As can be seen in the following table, the Triangulation Clustering had the best overall performance and performed poorly on none of the datasets.
| TC | A | B | C | D | E | F | G | H | |
|---|---|---|---|---|---|---|---|---|---|
| Noisy Circles | 0.993 | -0.001 | -0.001 | 0.004 | 0.000 | 1.000 | 0.006 | 1.000 | -0.001 |
| Noisy Moons | 1.000 | 0.356 | 0.353 | 0.599 | 0.353 | 1.000 | 0.440 | 1.000 | 0.317 |
| Varied | 0.821 | 0.801 | 0.785 | 0.655 | 0.785 | 0.664 | 0.825 | 0.915 | 0.813 |
| Aniso | 0.956 | 0.621 | 0.652 | 0.632 | 0.586 | 0.955 | 0.628 | 0.944 | 0.652 |
| Blobs | 1.000 | 1.000 | 1.000 | 1.000 | 1.000 | 1.000 | 1.000 | 1.000 | 1.000 |
| No Structure | 1.000 | 0.000 | 0.000 | 0.000 | 0.000 | 1.000 | 1.000 | 0.000 | 0.000 |
| Average Score | 0.962 | 0.463 | 0.465 | 0.482 | 0.454 | 0.936 | 0.650 | 0.810 | 0.464 |
Future Work
- As currently implemented, the algorithm only operates on two-dimensional data, which is an obvious limitation. By taking advantage of n-dimensional Delaunay Triangulation implementations, we intend to make this a general-purpose clustering algorithm.
- We intend to rewrite the algorithm in a much higher-performing language such as C++ or Rust and then make the library available as Python package.
- The triangle-culling portion of the algorithm is inherently parallelizable, so significant speedup could be realized by targeting a GPU for that portion of the code.
Conclusions
Performance of the Trianglulation Clustering algorithm exceeded our expectations.

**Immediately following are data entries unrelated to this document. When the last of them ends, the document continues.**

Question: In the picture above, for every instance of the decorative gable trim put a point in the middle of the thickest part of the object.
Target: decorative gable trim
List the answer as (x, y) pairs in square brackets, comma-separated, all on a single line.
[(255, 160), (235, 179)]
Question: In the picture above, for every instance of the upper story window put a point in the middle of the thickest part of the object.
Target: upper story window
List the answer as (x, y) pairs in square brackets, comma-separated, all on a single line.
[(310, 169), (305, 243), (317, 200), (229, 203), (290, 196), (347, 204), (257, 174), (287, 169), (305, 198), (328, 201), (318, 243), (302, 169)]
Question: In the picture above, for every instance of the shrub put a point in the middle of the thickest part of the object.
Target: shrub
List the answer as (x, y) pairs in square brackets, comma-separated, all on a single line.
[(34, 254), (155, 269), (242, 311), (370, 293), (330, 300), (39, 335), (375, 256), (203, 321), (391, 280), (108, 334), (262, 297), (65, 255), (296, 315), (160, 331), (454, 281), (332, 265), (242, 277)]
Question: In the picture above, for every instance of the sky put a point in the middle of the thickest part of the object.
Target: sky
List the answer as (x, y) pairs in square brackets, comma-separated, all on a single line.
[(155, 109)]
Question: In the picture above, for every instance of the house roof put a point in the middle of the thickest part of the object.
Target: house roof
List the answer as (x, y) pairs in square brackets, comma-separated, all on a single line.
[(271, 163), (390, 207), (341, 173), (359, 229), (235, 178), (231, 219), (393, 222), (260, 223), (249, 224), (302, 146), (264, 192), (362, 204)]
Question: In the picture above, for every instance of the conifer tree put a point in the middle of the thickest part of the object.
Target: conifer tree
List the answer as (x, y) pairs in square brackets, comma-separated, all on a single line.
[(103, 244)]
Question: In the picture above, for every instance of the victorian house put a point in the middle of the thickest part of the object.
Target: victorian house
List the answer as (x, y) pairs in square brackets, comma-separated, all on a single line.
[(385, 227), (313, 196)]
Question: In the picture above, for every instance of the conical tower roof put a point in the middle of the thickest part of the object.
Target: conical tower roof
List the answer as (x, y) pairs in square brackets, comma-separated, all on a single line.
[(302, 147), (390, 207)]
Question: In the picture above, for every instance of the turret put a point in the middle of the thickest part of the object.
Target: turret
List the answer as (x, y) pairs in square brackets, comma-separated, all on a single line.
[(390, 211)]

Compared against a suite of standard algorithms and on a wide-variety of two-dimensional datasets, Triangulation Clustering scored best overall and performed solidly on every dataset.
Once extended to operate on n-dimensional data, and assuming comparable performance, we will package the algorithm for general distribution as a Python library.